Today, Baptist Health released a statement about their discharge policy when it comes to homeless or disabled patients.

“At discharge, we work with patients to determine individual needs and provide information about available community resources, including shelters,” The statement said. “With patient permission, we will attempt to contact family members or friends willing to help. The patient has the right to accept or decline the resources offered. If the patient chooses to go to a shelter, we try to confirm space availability and help ensure they arrive safely. For those who lack capacity to make these decisions for themselves, we initiate steps to secure resources for an appropriate solution.”

On Wednesday, Brahier told WKRG News 5 that the hospital where her daughter’s friend was staying was going to take her to a very “iffy” hotel and leave her there, if she would have had her I.D.

“She couldn’t open her medicines, she couldn’t get food for herself, and I just can’t tell you how many things like that she is dealing with,” Brahier said. “My son-in-law said to the workers, ‘Do you hear what you’re saying? What is she going to if she is in an emergency?’ They told him that she needs to call 911. She is non-verbal.
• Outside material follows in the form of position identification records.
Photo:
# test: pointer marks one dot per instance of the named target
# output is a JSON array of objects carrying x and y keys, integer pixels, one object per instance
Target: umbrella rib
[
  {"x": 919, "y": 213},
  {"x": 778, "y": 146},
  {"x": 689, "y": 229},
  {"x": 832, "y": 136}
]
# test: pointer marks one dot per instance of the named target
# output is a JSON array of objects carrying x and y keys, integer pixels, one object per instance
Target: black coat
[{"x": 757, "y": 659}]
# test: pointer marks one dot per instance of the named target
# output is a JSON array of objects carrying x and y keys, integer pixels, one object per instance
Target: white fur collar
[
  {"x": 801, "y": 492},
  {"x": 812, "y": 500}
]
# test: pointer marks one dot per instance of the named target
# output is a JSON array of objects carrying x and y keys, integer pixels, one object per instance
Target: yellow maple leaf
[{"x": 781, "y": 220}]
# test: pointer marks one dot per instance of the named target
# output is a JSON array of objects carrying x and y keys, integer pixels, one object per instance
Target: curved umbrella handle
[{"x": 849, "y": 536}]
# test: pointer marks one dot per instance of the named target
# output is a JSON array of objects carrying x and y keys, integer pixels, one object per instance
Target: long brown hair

The only thing that stopped her from going there that night was that she didn’t have an I.D.”

When asked what the city can do to reign in the hospitals, Brahier said she doesn’t know at this point.

“As we are struggling to find the appropriate method to handle homelessness, none of us saw this as a contributing factor in the way it may be,” Brahier said. “When we suggested that REAP move one of their facilities into a respite facility, so that they could handle people that were being discharged, we weren’t imagining someone in such a desperate situation. The hospitals went from absolute full care, to dropping her off at the doorstep of REAP.”